I became a life insurance
salesman in London in May 1969, for the glamour, the fast cars, the groupies… the beautiful women who’d stop at nothing to buy life insurance.
It’s a very well-kept secret.
Reading this book you’ll learn how to be successful, make lots of money, conquer your fears, pick up beautiful women, be happy, speak in public, make new friends… and have your Rolls Royce repossessed.

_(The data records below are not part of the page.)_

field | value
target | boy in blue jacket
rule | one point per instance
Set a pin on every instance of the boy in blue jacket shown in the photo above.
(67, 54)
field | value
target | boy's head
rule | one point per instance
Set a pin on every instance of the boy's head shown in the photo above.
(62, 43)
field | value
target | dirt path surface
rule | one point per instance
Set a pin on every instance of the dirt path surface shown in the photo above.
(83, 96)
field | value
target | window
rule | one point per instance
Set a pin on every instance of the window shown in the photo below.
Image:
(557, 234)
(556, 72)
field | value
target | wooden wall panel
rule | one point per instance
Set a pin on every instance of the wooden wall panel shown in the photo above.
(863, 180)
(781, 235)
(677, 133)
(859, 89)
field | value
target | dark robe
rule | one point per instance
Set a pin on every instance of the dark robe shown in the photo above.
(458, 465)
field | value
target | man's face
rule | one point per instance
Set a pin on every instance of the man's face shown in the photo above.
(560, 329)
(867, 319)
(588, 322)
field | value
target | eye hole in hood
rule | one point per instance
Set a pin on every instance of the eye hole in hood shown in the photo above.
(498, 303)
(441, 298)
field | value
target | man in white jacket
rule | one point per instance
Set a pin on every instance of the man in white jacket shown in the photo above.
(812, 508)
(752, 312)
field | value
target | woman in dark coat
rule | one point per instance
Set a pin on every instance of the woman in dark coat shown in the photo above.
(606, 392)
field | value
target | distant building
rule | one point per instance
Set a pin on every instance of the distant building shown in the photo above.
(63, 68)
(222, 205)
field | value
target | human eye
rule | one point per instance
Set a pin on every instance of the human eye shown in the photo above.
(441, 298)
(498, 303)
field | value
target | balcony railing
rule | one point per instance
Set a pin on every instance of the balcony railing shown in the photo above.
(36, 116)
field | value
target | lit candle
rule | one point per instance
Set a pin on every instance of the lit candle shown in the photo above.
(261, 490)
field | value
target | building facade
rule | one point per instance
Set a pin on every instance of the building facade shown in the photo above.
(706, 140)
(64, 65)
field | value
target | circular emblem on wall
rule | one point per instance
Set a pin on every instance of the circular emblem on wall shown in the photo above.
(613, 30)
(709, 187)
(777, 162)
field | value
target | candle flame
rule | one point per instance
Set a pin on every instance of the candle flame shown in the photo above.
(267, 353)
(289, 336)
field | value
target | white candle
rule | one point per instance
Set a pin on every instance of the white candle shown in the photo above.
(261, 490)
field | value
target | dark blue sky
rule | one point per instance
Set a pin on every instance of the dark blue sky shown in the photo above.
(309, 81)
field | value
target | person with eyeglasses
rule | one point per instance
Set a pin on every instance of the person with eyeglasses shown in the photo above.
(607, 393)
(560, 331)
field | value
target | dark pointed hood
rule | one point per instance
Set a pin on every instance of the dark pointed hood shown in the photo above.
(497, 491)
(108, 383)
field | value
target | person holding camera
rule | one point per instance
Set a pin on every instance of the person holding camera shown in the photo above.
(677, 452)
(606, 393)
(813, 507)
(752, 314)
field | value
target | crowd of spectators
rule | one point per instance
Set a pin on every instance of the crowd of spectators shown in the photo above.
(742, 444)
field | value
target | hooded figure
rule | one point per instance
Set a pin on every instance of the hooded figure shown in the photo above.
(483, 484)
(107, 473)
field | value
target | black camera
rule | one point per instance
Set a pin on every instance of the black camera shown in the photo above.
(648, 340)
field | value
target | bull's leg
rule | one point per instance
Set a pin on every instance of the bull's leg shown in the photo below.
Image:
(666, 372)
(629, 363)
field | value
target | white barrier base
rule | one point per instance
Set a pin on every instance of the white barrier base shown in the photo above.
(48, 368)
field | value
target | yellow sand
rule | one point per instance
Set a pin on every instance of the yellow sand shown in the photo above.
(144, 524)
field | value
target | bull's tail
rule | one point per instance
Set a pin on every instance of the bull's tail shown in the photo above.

And how to throw a celebratory party for 2,000 of your closest friends and have three people turn up (one a drunk who walked in off the street).
You’ll get useful health tips, including how to take up smoking at 50, plus practical advice for everyday living, like how to sell life insurance to a Mafia hit man, how to start a Middle East war at breakfast, how kidnapping the one you love is a bad idea and how taking LSD on entering a casino is a very bad idea.
In passing, you will find out how to open the world’s most famous comedy club, how to sell a $100m life insurance policy from a cold call in a phone box and get into the Guinness Book of Records, how to discover a no. 1 world best-selling pop group and how to manage a baggage-handler hero who socked al-Qaeda on the jaw.
I know what you’re thinking… just another ‘How to’ book.
When my daughter Lily was six years old, I told her that she must never talk to strangers.
“Don’t worry, Daddy,” she said. “I don’t know any strangers.”
This is the story of how her father has spent his whole life talking to strangers.